Here is the reaction. Observe that the only product that is given off is heat: (there is an additional reaction for dicalcium silicate that is much the same)

Tricalcium silicate + Water--->Calcium silicate hydrate+Calcium hydroxide + heat

2 Ca3SiO5 + 7 H2O ---> 3 CaO.2SiO2.4H2O + 3 Ca(OH)2 + 173.6kJ

http://www.cement.org/basics/concretebasics_lessonfive.asp

The only loss of mass is the very insignificant amout of water that evaporates. On a humid day this is truly insignificant, and one trick of many concrete finishers to strengthen concrete is to keep it wet while it is setting- this actually strengthens the concrete because it keeps the water from evaporating. It is possible to pour concrete underwater. It sets up just fine.

2006-07-24 13:34:02 · answer #1 · answered by carbonates 7 · 1 0

Depends on how picky you are. Some of the water WILL evaporate, so there will be SOME weight loss; just not a lot.

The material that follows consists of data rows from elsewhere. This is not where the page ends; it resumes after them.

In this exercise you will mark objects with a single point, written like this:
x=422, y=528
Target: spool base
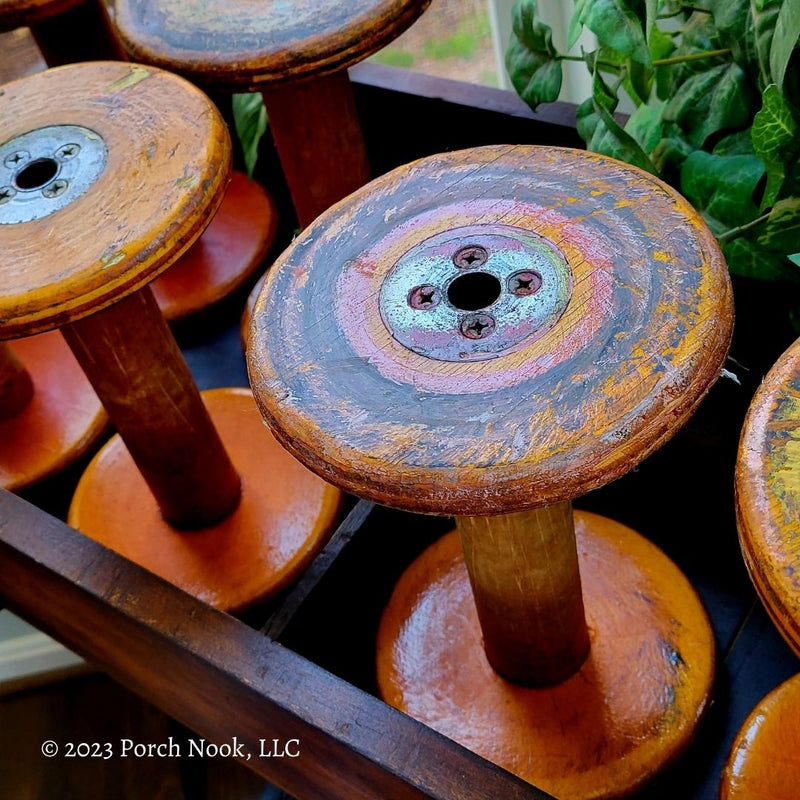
x=631, y=708
x=765, y=758
x=61, y=422
x=225, y=257
x=285, y=515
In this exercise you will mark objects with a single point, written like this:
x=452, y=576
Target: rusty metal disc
x=491, y=330
x=108, y=173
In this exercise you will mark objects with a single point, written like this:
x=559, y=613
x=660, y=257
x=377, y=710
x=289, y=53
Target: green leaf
x=531, y=60
x=722, y=188
x=782, y=229
x=575, y=23
x=606, y=134
x=765, y=16
x=711, y=101
x=646, y=127
x=616, y=25
x=250, y=119
x=787, y=32
x=775, y=140
x=750, y=260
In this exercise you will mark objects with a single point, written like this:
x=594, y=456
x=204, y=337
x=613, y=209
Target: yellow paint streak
x=136, y=75
x=113, y=258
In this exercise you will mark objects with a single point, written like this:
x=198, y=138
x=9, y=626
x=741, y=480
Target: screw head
x=16, y=159
x=524, y=283
x=55, y=188
x=67, y=151
x=424, y=297
x=471, y=256
x=477, y=326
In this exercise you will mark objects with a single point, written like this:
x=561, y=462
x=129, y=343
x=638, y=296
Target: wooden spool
x=297, y=55
x=764, y=762
x=141, y=147
x=489, y=334
x=49, y=413
x=65, y=31
x=232, y=249
x=767, y=498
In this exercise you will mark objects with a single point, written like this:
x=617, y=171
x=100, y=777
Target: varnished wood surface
x=233, y=44
x=16, y=385
x=285, y=514
x=633, y=706
x=225, y=258
x=62, y=421
x=765, y=758
x=185, y=657
x=137, y=370
x=696, y=464
x=166, y=174
x=768, y=494
x=644, y=334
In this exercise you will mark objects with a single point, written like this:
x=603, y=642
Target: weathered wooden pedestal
x=489, y=334
x=764, y=761
x=165, y=492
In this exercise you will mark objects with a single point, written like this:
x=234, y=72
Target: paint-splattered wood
x=223, y=679
x=768, y=493
x=765, y=758
x=235, y=44
x=491, y=330
x=163, y=153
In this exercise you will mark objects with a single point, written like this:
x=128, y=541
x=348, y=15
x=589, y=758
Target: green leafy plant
x=715, y=89
x=250, y=119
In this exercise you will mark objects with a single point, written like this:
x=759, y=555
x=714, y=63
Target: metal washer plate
x=436, y=331
x=78, y=156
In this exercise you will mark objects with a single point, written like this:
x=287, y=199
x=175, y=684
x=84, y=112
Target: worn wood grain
x=223, y=679
x=16, y=386
x=235, y=45
x=167, y=169
x=632, y=707
x=138, y=372
x=225, y=258
x=523, y=570
x=285, y=514
x=62, y=420
x=645, y=331
x=768, y=493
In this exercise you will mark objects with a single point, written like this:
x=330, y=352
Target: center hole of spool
x=36, y=174
x=474, y=291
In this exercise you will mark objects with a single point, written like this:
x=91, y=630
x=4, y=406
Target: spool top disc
x=108, y=172
x=491, y=330
x=768, y=493
x=234, y=44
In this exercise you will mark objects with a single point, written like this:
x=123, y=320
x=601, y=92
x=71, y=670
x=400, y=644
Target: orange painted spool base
x=227, y=255
x=631, y=708
x=285, y=515
x=765, y=758
x=60, y=423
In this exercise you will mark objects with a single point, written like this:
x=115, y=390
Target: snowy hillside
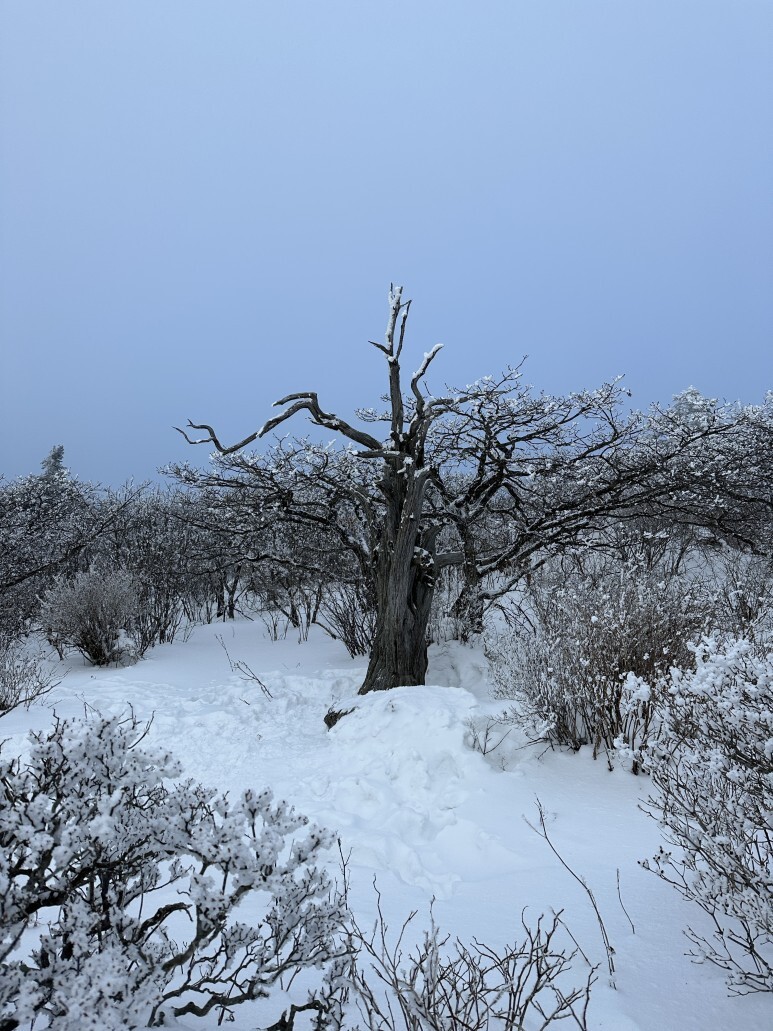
x=422, y=810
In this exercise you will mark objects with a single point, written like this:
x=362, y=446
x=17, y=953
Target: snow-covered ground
x=424, y=811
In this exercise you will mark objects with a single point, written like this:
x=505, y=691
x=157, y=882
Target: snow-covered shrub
x=592, y=667
x=744, y=596
x=93, y=612
x=469, y=988
x=714, y=775
x=119, y=887
x=23, y=675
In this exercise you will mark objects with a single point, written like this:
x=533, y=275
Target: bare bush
x=93, y=612
x=347, y=613
x=24, y=678
x=456, y=987
x=714, y=775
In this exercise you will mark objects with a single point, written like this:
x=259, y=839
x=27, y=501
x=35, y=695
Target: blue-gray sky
x=202, y=205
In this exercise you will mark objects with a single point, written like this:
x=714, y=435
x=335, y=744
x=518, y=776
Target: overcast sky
x=202, y=205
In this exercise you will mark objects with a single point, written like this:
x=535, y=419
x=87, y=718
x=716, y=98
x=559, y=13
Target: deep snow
x=422, y=810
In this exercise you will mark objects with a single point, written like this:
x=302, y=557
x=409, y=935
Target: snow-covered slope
x=424, y=812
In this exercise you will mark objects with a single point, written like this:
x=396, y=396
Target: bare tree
x=405, y=560
x=507, y=475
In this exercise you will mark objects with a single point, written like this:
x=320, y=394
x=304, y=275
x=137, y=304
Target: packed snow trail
x=419, y=810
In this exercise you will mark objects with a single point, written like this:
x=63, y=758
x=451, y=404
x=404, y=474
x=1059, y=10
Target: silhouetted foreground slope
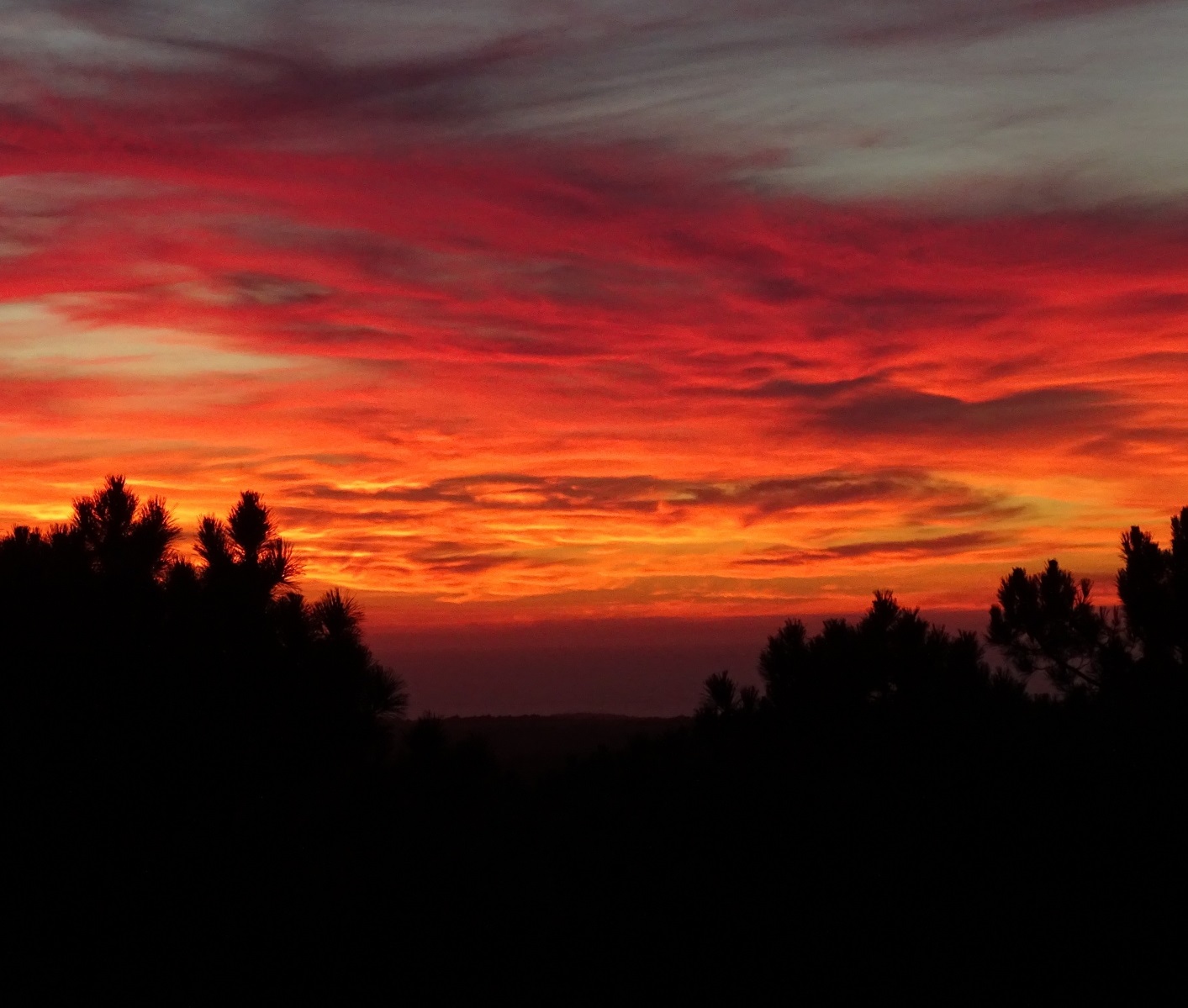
x=206, y=783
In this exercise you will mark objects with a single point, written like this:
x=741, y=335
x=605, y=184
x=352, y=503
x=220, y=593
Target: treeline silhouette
x=210, y=774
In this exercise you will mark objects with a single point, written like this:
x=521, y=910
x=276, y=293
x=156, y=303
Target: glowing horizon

Also, because your talking about weight and you didn't specify location, if the dry concrete was on the moon, and the wet cement was on the earth; then the dry concrete WOULD weigh less. If you had specified mass that would be a different story. (I know it's dumb, but it's a good way to screw with your coworker)

2006-07-25 10:47:26 · answer #2 · answered by Anonymous · 0 0

Only a fraction of the water in wet cement evaporates. Most of the water undergoes a chemical reaction, becoming part of the hard cement (it sets)

So a certain volume of cement becomes lighter as it sets. However, most cemets also shrink as they dry, also reducing the volume.

In a nutshell, the specific gravity of cement does not change much as it sets (and dries)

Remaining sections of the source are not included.